One of the things they're very bad at is comparing across teams. You can make all the claims you want about common definitions for story points and capacity, but the reality is that every team goes through the 4 stages of development (remember forming/storming/norming/performing?) and gets to a point where the team consistently agrees on what a story point means to them. And once you have a consistent value for a story point and historical data on how many of those story points gets done in a sprint you can use it to predict, with some accuracy, how much work to put in a sprint and expect it to get done. But, that only applies to that team. Other teams have different definitions of story points and different capacities, so comparing velocity across teams is like comparing the efficiency of a regional bus and a taxi by the number of trips they make a day.
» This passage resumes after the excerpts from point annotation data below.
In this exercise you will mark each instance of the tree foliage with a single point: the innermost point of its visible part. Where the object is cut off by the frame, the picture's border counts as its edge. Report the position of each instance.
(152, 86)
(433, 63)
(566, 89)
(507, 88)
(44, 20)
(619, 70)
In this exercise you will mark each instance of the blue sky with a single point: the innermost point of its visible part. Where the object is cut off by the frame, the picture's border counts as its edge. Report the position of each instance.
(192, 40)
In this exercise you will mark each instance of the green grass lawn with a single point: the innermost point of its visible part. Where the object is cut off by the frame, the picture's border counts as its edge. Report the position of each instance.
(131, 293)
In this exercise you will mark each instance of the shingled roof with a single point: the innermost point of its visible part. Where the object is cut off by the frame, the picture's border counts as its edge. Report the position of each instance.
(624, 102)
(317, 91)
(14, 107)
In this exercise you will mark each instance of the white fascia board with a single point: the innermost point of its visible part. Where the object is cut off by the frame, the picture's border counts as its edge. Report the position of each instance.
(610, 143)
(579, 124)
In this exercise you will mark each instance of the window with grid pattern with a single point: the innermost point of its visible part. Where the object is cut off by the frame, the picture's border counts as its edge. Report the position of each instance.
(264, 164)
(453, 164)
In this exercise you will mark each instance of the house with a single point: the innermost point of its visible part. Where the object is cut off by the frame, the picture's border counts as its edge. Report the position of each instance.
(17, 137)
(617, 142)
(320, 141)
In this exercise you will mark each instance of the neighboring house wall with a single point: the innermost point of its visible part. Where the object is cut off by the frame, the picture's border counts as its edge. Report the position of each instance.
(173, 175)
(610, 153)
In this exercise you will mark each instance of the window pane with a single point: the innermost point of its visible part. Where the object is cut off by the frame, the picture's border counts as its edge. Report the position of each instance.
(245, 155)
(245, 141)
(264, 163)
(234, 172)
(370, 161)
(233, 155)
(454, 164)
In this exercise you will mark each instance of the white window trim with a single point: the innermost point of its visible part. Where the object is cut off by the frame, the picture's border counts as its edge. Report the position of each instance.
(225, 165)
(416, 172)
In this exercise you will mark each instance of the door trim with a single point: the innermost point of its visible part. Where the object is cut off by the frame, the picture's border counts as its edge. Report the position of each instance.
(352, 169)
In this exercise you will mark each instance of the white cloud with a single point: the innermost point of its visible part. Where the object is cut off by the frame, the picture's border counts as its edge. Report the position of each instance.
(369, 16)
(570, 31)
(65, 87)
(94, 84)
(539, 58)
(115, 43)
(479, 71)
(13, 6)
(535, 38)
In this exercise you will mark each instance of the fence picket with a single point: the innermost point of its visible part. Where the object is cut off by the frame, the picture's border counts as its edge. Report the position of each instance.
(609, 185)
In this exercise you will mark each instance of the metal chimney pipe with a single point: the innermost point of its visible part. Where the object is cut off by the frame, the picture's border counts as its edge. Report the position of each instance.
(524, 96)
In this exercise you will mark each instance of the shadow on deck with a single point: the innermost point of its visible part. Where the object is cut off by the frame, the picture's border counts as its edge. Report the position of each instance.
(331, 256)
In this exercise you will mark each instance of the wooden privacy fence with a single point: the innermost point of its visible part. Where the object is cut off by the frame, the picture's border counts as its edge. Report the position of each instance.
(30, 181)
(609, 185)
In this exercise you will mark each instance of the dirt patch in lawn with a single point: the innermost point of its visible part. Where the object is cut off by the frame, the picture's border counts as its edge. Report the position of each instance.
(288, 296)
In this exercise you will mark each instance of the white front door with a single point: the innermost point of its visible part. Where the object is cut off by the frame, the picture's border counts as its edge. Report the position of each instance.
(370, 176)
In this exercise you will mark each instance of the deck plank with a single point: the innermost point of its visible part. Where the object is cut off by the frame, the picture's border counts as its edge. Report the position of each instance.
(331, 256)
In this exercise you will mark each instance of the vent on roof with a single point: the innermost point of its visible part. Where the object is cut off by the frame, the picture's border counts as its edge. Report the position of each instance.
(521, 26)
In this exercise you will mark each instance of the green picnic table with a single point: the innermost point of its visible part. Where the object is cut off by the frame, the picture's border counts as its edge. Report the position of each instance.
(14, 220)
With enough context you might be able to compare them, but just looking at the two numbers doesn't tell you much. If you want to compare teams using some of that information then maybe look at comparing the accuracy of their predictions. If the ratio of story points predicted to accomplished gets close to 1 and stays there then the team is making reliable predictions.
Another thing velocity is bad at is predicting the project completion date. And that's for similar reasons. The task list, let alone the story points, estimated early in the cycle just aren't that accurate. So until you get close to the end and really know how many points are left, as defined by the team that is going to be working on it, you can't just divide by velocity and trust the answer.
Bottom line, historical velocity is a short term leading predictor, not a long term performance measurement. So don't treat it as such.